Wednesday, February 23, 2011

What Will The American Worker Do?


Tennessee - like Wisconsin and Indiana - is joining the battle against collective bargaining by unions, claiming it is a measure to reduce government spending. The state's teachers, already over-burdened with Federal demands and decreasing state revenues, certainly appear to be the first to find how bad of shape the American economy really is in.

And Tennessee, as in many other states, is pondering dropping guaranteed retirement benefits for those fortunate enough to have joined the program and instead switch to a 401(k) plan.

A recent Wall Street Journal reports, however, that those 401(k) plans won't really provide for much, while the program was worth trillions of dollars to money managers and financial planners:

"
Initially envisioned as a way for management-level people to put aside extra retirement money, the 401(k) was embraced by big companies in the 1980s as a replacement for costly pension funds. Suddenly, they were able to transfer the burden of funding employees' retirement to the employees themselves. Employees had control over their savings, and were able carry them to new jobs.

They were a gold mine for money-management firms. In 30 years, the 401(k) went from a small program to a multi-trillion-dollar industry supporting thousands of financial planners and money managers.

But a 401(k) also requires steady, significant savings. And unlike corporate pension plans, which are guaranteed by the U.S. government, 401(k) plans have no such backstop.

The government and employers aren't going to pay more for people's retirements. Unless people begin saving earlier and contributing more to their 401(k) plans, advisers say, they are destined to hit retirement age with too little money."

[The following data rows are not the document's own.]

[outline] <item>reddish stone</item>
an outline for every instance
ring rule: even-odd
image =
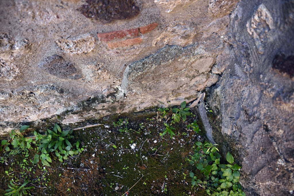
[[[142,38],[139,37],[130,38],[125,40],[108,43],[108,47],[113,49],[120,47],[126,47],[140,43],[142,42]]]
[[[145,34],[147,33],[149,33],[151,31],[155,28],[158,25],[158,23],[154,23],[147,26],[142,26],[139,28],[140,30],[140,32],[142,34]]]
[[[116,31],[114,31],[97,33],[97,36],[101,41],[108,42],[115,39],[121,39],[127,36],[134,37],[138,35],[139,29],[138,28],[130,29]]]

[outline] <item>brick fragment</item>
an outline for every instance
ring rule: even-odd
[[[154,23],[149,24],[147,26],[144,26],[139,28],[140,32],[142,34],[145,34],[147,33],[149,33],[151,31],[155,28],[158,25],[158,23]]]
[[[112,49],[116,48],[126,47],[140,43],[142,42],[142,38],[139,37],[129,38],[125,40],[119,41],[116,42],[108,43],[108,47]]]
[[[100,40],[105,42],[111,41],[115,39],[121,39],[127,36],[135,37],[138,35],[139,29],[138,28],[130,29],[116,31],[111,32],[97,33],[97,36]]]

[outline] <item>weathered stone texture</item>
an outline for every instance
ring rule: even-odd
[[[214,135],[242,165],[247,195],[292,195],[294,2],[253,1],[232,14],[229,65],[207,98],[221,122]]]
[[[206,90],[247,195],[289,195],[293,16],[292,0],[0,1],[0,134]]]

It's clear that for decades now, an individual's salary and benefits have been on dead end roads - salaries remain flat, health care costs exploded, and retirement funds shriveled in the economic collapse.

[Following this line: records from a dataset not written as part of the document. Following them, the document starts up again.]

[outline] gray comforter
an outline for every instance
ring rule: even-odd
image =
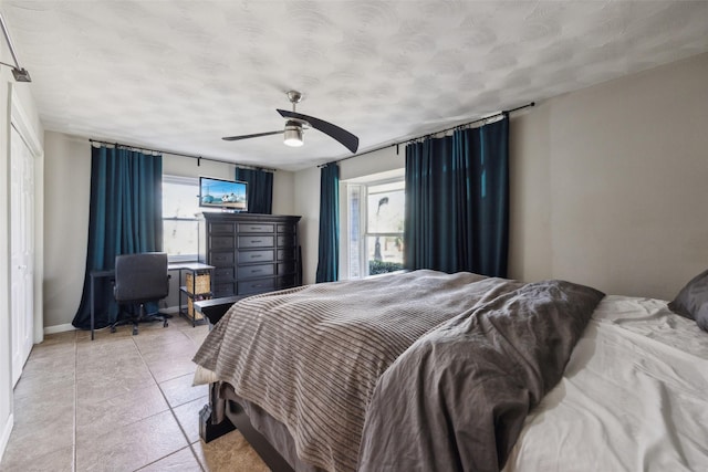
[[[195,361],[322,469],[493,470],[601,298],[434,271],[309,285],[235,304]]]
[[[382,376],[360,471],[498,471],[524,419],[563,375],[602,293],[522,285],[455,317]]]

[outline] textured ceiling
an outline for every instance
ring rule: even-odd
[[[302,169],[708,51],[698,1],[14,1],[0,8],[45,129]]]

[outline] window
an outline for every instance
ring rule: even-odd
[[[348,279],[403,269],[403,178],[346,182]],[[344,269],[344,268],[343,268]]]
[[[199,211],[199,179],[163,176],[163,243],[170,262],[198,259]]]

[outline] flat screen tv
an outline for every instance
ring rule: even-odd
[[[199,177],[199,207],[248,211],[247,183]]]

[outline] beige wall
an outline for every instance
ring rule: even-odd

I understand the anger of many in Wisconsin and Tennessee, who see enormous gaps between what an individual can create financially with income and benefits and what state-backed employees can create. But rather than wanting everyone to pay more - why aren't they demanding that private sectors offer the same advantages? Do government plans get a massive break because companies then seek some returns through legislation, which is the one thing a private sector company cannot do - make laws?

Southern Beale has been quite eloquent on this topic lately:

"It doesn't make sense unless your entire worldview is based on the idea that everything is peachy when workers are slaves to their employers, that all of the power should be handed up to big business and workers should be silent and take what lumps of coal they are given. You know, I get why billionaire corporate elites think this way, but I don't get why anyone else does."

The job market is a bloody mess, salaries for the middle class aren't middle class salaries, retirement is becoming more and more elusive, hacking away at how much government spends will surely make millions realize that government spending has been the one thing keeping personal and state finances stay afloat, and negotiations between workers and owners has stalled. And those who are seeking jobs - no one wants to hire the unemployed.

I'm beginning to think that I better drop all my current plans and get licensed as a government lobbyist, as that's the one job safe from cutbacks and since everyone is arguing louder and longer about every aspect of private and public life. Oops, wait, their spending is winding down, to only about 3 and a half billion a year. Seems the one hope for lobbyists and government is to continue arguing so they can all keep their jobs.

What will the American worker do?


BONUS: Graphs depict depressing state of American jobs and income, such as the following depiction of what people think about wealth, where the money actually is, and what some would like income levels to be:

1 comment:

  1. Teri Gaddy9:22 AM

    Ditto on the gov't lobbyist job. I went back to college for a Health Info. Technology. That plus 25 years experience as an admin. assistant and I don't even get a call for an interview on all the job applications that I put out there.

    They don't want to hire Mom's who took off from work to raise their kids.

    Lets start our own business, Joe. I need a job.